听到小哥平平淡淡叫自己的名字,吴邪一下子跳起来,看到正走过来的张起灵,直扑过去,紧紧抱住了张起灵的腰。
“小哥,我好担心你!”
张起灵轻轻拍了拍吴邪的脑袋,拿出什么塞到了吴邪的小手里。
吴邪摊开手掌一看,原来是几颗红彤彤的大枣。前两天小哥曾说,这青涧城最好吃的东西就要数煎饼和红枣,自己不过随口一问,没想到小哥还记在心上。
“小哥,你是特意去铺子里买的么?”
“青涧城外的山野里遍地枣树,我顺手摘了几颗。”
吴邪放一颗红枣在嘴里,又脆又甜,简直是自己吃过的最甜的枣子了。他向小哥勾勾手,“小哥,你来。”
张起灵俯下身,以为吴邪要说什么要紧的话,结果吴邪一下向他嘴里塞了颗红枣:“你吃,特别甜。”

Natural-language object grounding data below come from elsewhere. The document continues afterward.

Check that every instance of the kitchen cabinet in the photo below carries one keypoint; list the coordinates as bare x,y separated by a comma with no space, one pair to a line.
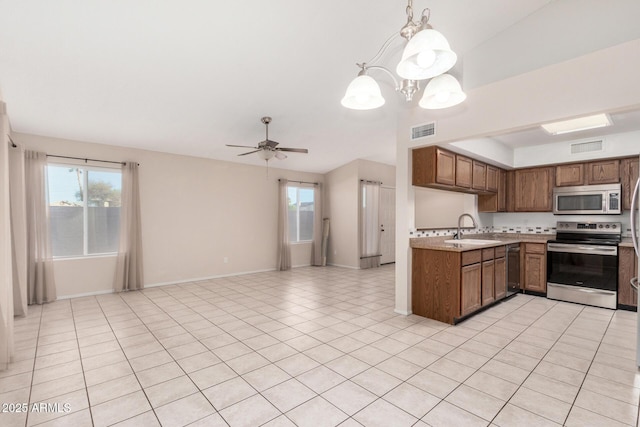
571,174
470,289
495,202
603,172
438,168
464,171
493,175
488,276
479,176
533,189
534,276
627,268
432,166
629,170
448,285
500,279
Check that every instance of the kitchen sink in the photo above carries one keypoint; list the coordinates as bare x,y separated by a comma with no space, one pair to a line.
472,242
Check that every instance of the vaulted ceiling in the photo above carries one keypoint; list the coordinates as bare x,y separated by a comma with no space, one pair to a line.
190,76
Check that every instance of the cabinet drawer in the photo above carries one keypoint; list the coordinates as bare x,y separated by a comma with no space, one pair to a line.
471,257
488,254
534,248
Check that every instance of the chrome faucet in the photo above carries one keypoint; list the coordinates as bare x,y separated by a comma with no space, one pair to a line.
458,235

自这天起,张起灵被派出城的时候越来越多,多则四五天,少则一两日,去向哪里,做些什么,张起灵是不会和吴邪说起的。吴邪虽然年纪尚小,但知道不该问的就不要问。不过,每次回城,张起灵都会给吴邪带点新鲜玩意儿,有时候是山里的野果,有时候甚至是顺手猎回的野味。
吴邪的母亲种谦也感受到了城中某种微妙的变化,看起来一切如常,似乎并没有什么事情发生,但又好像有暗流涌动,悄悄酝酿着什么。哥哥种谔不说,但军中无小事,自己自然也是不方便问的。
吴邪的三叔吴三省是个闲不住的人,把种谦和吴邪母子送到青涧城之后,闲来无事,就把周边黄河两岸都逛遍了。两日前才回来,向嫂子请安的时候说起,得了种知事的关照,跑了几个寨子,感觉好像气氛有一点点紧张。具体是什么,又说不上来。但青涧这一带,与西夏的绥州、银州极近,近几年来尽管没有大的战事,但是小规模骚扰一直不断,气氛与内陆自然不同,大概也是自己过于敏感了。敏感归敏感,吴三省却从来不是怕事的人,甚至可以说是只怕不够热闹。虽然自己不过是个商人,但要是赶上战事,也恨不得亲手上阵杀他几个西夏兵,才不枉身为大宋的好男儿。
种谦、吴邪母子在青涧城住了大半个月有余,这时候已近十月,西北的天气越来越冷。种谔有天在公务之余来和小妹喝茶聊天,说起近来边境有些动荡,但却没有再往下细说。而且一旦下雪,路途难行。当哥哥的自然舍不得妹妹和外甥,但是考虑实情,如果妹妹想回汴梁过年的话,大概要考虑尽快返程。要不然就在青涧住上一个冬天,哥哥当然非常高兴,但又觉得似有不妥,吴家毕竟一大家子人,小妹又是吴家主母的身份,在外不好耽搁太久。说起这个话题,种谦用帕子拭了下眼角,哥哥说的这些,她这两天前思后想过了,本来也准备一半天就向哥哥辞行,但看哥哥委实太忙,又心想着这一别不知什么时候才会再见面,因此左右为难。既然哥哥提起,当妹妹的也晓得其中利害,正好三省也回来了,那就稍微准备一下,两三天内起程返回汴梁。
计划总是没有变化快,就在这个当口,吴邪丢了。